PROF. DR. GÜNSELİ ORHON KİMDİR?
1988 yılında Orta Doğu Teknik Üniversitesi Fen-Edebiyat Fakültesi Psikoloji Bölümü’nden mezun olan Günseli, Yüksek Lisans ve Doktora eğitimini Orta Doğu Teknik Üniversitesi Eğitim Bilimleri Bölümü Eğitim Programları ve Öğretim Anabilim Dalı’nda tamamladı. 1997 yılından bu yana, Akdeniz Üniversitesi Eğitim Fakültesi, Eğitim Bilimleri Bölümü, Eğitim Programları ve Öğretim Anabilim Dalı öğretim üyesi olarak görev yapıyor.

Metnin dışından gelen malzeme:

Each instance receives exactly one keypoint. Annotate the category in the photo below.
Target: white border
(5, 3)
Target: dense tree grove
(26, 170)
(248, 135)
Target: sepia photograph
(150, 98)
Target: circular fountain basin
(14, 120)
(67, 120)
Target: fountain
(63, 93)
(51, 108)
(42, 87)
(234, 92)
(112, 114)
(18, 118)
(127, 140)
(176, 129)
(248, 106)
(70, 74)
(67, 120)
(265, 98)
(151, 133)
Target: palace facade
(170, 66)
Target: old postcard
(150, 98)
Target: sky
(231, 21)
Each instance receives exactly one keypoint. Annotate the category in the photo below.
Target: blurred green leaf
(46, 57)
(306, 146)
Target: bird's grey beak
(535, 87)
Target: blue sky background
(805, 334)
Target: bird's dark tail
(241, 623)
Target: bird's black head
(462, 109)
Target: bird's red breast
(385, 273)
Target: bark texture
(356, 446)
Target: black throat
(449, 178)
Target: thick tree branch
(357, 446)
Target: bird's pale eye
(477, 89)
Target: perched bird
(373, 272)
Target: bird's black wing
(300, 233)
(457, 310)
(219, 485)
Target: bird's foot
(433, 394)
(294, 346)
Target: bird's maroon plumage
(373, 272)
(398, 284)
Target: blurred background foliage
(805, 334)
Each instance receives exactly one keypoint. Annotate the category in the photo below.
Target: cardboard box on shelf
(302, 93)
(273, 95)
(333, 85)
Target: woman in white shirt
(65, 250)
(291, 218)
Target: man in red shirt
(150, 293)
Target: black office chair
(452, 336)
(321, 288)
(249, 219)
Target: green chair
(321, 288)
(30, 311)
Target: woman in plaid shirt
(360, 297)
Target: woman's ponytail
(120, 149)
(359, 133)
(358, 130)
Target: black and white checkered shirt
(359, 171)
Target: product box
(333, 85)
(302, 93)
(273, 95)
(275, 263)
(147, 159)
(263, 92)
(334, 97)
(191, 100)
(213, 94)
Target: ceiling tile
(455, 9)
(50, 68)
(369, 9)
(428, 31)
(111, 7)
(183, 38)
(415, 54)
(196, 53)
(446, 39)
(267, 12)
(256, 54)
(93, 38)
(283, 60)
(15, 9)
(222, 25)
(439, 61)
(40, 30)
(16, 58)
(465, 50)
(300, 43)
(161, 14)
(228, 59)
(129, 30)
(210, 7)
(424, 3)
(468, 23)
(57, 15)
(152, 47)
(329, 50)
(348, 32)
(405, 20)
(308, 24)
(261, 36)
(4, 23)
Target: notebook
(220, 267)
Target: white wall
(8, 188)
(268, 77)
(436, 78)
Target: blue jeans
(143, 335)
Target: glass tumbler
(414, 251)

Prof. Dr. Günseli Orhon, özellikle eğitim programlarında yaratıcı düşünme ve problem çözme becerilerinin geliştirilmesi, mizahın eğitimde kullanılması, yaratıcı öğretim materyallerinin geliştirilmesi ve yaratıcı yazarlık konularında pek çok yurt içi ve yurt dışı araştırma, makale, bildiri, kitap ve kitap bölüm yazarlıklarına sahiptir.
Orhon’un bilim insanı kimliğinin yanı sıra, uluslararası film ve senaryo yarışmalarında ödül almış senaryo yazarlığı da bulunuyor. Orhon, iki erkek çocuk, bir kız torun sahibi.